Fruits with high water contents naturally have lower calorie counts when pureed. For example, strawberry puree has just 40 calories per 1/4 cup, with 4 g carbohydrates, 0.5 g fiber and 2 g sugar. Mango puree has 35 calories in 1/4 cup and 9 g carbohydrates, 1 g fiber and 7 g sugar. Purees that come from dried fruits or fruits that are more nutrient-dense are richer. Avocado puree has 96 calories, 8.5 g fat, 5 g carbohydrates, 1.25 g protein and 4 g fiber per 1/4 cup, and the USDA reports that 1/4 cup of prune puree has 185 calories, 1.5 g protein, 47 g carbohydrates and 2.4 g fiber.
Because they are more concentrated, fruit purees have higher energy density values than fresh fruit. That means they have less fiber and water per serving and higher fat and calorie counts. The lower a food's energy density value, the better that food is for weight loss and healthy weight maintenance. As a comparison example, 1 cup of whole strawberries has just 46 calories and 2.9 g fiber, which is only 6 more calories but about six times the fiber as values in 1/4 cup of puree.

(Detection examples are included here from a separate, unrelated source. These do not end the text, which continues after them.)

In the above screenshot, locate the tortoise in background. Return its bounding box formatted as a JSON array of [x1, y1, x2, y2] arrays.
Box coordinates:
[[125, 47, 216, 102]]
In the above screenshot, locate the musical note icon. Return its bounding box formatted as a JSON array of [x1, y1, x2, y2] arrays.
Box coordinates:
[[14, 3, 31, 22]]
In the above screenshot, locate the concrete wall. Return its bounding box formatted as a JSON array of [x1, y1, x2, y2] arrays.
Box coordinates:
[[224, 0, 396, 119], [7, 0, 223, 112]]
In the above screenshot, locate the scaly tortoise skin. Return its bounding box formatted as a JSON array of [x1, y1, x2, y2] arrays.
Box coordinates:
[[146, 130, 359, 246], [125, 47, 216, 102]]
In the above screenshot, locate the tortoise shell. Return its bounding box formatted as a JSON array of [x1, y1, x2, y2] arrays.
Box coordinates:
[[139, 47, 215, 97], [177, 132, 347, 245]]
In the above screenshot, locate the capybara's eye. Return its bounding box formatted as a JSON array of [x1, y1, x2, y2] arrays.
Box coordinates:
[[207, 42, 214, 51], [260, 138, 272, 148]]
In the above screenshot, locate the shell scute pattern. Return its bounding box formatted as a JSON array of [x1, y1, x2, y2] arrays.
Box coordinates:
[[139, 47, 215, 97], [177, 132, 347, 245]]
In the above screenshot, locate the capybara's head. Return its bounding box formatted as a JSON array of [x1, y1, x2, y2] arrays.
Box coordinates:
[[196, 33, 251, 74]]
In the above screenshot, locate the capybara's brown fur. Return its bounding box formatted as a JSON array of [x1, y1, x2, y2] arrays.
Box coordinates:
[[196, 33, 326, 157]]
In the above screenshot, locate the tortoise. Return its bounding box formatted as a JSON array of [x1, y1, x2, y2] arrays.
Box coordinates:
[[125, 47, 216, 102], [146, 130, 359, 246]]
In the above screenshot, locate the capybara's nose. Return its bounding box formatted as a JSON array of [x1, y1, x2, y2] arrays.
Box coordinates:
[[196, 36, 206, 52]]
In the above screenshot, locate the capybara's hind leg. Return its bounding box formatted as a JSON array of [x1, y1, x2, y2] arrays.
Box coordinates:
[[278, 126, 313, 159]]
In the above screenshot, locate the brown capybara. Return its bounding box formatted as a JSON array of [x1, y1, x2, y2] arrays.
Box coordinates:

Getting more fruit into your diet, whether you do it by eating fresh fruit or fruit puree, has remarkable health benefits. ChooseMyPlate.gov states that increasing the amount of fruit you eat can potentially cut your risk of a variety of chronic health conditions, including high blood pressure, stroke, diabetes, heart attack, high cholesterol, cancer, bone loss and kidney stones. As with fresh fruits, pureed fruits also contain beneficial antioxidants that may boost general immunity and help neutralize free radicals, which normally cause cell damage in the body.

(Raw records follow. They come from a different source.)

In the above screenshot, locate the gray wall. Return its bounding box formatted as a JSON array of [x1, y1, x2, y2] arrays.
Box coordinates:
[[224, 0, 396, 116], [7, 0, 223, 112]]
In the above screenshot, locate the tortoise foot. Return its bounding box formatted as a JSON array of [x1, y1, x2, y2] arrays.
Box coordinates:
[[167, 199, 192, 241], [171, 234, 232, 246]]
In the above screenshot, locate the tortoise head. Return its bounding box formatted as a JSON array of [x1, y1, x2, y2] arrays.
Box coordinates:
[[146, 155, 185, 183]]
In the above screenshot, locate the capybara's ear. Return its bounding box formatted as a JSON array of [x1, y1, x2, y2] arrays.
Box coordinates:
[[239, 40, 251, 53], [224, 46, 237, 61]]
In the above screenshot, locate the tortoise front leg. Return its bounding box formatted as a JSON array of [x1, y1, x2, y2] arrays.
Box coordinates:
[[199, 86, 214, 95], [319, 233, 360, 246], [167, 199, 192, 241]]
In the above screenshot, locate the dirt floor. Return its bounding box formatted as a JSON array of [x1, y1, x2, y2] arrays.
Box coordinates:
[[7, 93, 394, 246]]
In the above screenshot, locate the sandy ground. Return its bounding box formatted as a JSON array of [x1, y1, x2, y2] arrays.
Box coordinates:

Since fruit puree has more calories per serving than fresh fruit and may also contain added sugar, it's helpful to be vigilant about how much you consume if you're watching your weight. Dr. Melina Jampolis of CNN.com writes that fruits have approximately three times the calorie value of nonstarchy vegetables, so they can contribute to unwanted weight gain more easily. Before you modify your diet in any significant way, get approval from your doctor.